In breve: l’immagine di una classe sociale egemonica e di un partito in grado di
organizzarla politicamente appartiene al nobile repertorio del Novecento, non a
questo nuovo secolo. Anzi è urgente ripensare, dentro la quarta rivoluzione
industriale che stiamo vivendo, sia le nuove forme di composizione sociale in
atto, sia le nuove forme organizzative di opposizione e di relazione con le
dinamiche di potere, sia le profonde trasformazioni in corso a livello globale che
coinvolgono tutti gli ambiti, in primis le procedure cognitive e comunicative.

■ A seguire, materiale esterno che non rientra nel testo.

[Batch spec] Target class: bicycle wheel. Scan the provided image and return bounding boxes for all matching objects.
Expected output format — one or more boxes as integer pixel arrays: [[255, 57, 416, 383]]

Tutto ciò sta producendo delle ricadute non solo sul piano politico ma anche su
quello religioso e spirituale.
Si parlava poco sopra di nuove forme di profezia, ma non è sufficiente limitarsi a
ciò, le tecnologie comunicative e il sapere sociale stanno producendo enormi
mutamenti sotto i nostri occhi. Si pensi al fatto che il successo delle religioni
monoteiste sarebbe stato impensabile senza il passaggio dall’oralità alla
scrittura, poiché con la scrittura tipologie di discorso orale, fino allora separate e
distinte, sono confluite in un unico corpus monopolizzato e gestito da una classe
di scribi e di sacerdoti, a garanzia del mantenimento della gerarchia, dell’ordine e
dell’ortodossia. Si consideri pure l’apporto che l’invenzione della stampa a
caratteri mobili ha offerto al successo della riforma protestante e alla diffusione
delle numerose correnti al suo interno, dal momento che il testo a stampa sottrae
le scritture ai vertici ecclesiastici per consegnarle a moltitudini di fedeli e alla
loro libera interpretazione. Oggi la rivoluzione informatica, accanto agli aspetti
oscuri e inquietanti che contiene, offre la possibilità di un accesso libero a ogni
frammento di sapere, unitamente a una condivisione e a una circolazione sempre
più allargata, socializzando sempre più le conoscenze, aprendo così scenari
inediti (c’è anche chi legge la rete come una manifestazione della noosfera
annunciata da Teilhard de Chardin) in cui ogni aspetto della società si trova
toccato e coinvolto, incluse la politica, le religioni e la spiritualità. Su questo
piano è bene fin d’ora collocarsi e lavorare. L’assalto al cielo non è concluso.